2015 Holiday Roundup with the 24-70 Lens
It was a weird Christmas. I'm likely preaching to the choir about this, but it was just about 65 degrees on Christmas day, and the days around it for that matter. In March of this year, I was ecstatic that the snow began to melt and fade away -- now I officially miss it. Nonetheless, I had balmy conditions to test my latest acquisition -- the incredible Nikon 24-70 f2.8 lens. It was a strange Christmas, but a good one!

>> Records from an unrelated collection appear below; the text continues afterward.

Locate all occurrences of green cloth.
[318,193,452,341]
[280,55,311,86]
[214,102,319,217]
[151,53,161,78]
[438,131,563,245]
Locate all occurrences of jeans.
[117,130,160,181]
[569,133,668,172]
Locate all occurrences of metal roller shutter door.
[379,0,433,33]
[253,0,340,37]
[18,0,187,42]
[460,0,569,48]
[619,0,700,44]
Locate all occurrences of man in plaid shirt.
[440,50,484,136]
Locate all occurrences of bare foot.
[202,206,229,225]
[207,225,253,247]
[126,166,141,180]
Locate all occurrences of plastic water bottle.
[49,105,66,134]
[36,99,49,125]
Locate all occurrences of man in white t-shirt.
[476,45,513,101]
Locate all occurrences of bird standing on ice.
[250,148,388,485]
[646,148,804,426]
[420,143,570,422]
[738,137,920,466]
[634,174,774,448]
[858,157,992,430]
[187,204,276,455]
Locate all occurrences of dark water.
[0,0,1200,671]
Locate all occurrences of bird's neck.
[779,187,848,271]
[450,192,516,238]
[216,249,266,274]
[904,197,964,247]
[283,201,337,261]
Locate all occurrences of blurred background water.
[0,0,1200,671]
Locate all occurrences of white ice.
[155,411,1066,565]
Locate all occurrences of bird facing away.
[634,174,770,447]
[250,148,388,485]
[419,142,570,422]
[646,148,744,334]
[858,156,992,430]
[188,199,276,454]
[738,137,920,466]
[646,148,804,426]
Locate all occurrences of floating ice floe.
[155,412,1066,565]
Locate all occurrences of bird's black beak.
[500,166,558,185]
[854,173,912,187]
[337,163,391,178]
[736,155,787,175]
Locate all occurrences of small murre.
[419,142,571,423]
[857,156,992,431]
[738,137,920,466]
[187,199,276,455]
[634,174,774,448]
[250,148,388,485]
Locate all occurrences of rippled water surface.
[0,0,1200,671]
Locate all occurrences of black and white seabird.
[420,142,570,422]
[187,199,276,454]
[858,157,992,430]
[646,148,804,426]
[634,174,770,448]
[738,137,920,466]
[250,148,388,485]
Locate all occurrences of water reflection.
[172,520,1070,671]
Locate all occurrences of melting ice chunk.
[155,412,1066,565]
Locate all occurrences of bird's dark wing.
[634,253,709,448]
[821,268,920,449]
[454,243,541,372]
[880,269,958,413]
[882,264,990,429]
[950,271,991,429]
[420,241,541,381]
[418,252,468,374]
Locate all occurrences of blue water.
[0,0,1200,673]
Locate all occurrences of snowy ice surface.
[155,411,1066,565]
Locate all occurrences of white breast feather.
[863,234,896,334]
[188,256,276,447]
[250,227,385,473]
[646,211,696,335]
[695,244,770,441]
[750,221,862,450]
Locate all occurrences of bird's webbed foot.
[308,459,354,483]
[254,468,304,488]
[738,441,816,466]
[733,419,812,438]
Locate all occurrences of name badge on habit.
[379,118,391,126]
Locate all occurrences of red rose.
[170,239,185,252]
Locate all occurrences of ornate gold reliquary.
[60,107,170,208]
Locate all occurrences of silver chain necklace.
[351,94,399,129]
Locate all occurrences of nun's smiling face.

As I hope the above photos illustrate, the 24-70 is perfectly at home during long-exposure/landscape conditions or for taking candid snapshots of Christmas trees. When shot wide-open at f2.8, the lens remains tack-sharp in the focus areas and renders out-of-focus areas pleasantly. It's a tank of a lens since it's made mostly from metal, but it's terrific at any focal length and at any f-stop. The weather sealing at the rear of the lens is merely the rubberized icing on the cake; if I could only take one lens with me on an extended trip in the woods, it'd be this one. I suppose the sheer weight of it could knock a bear senseless, at least for a few seconds.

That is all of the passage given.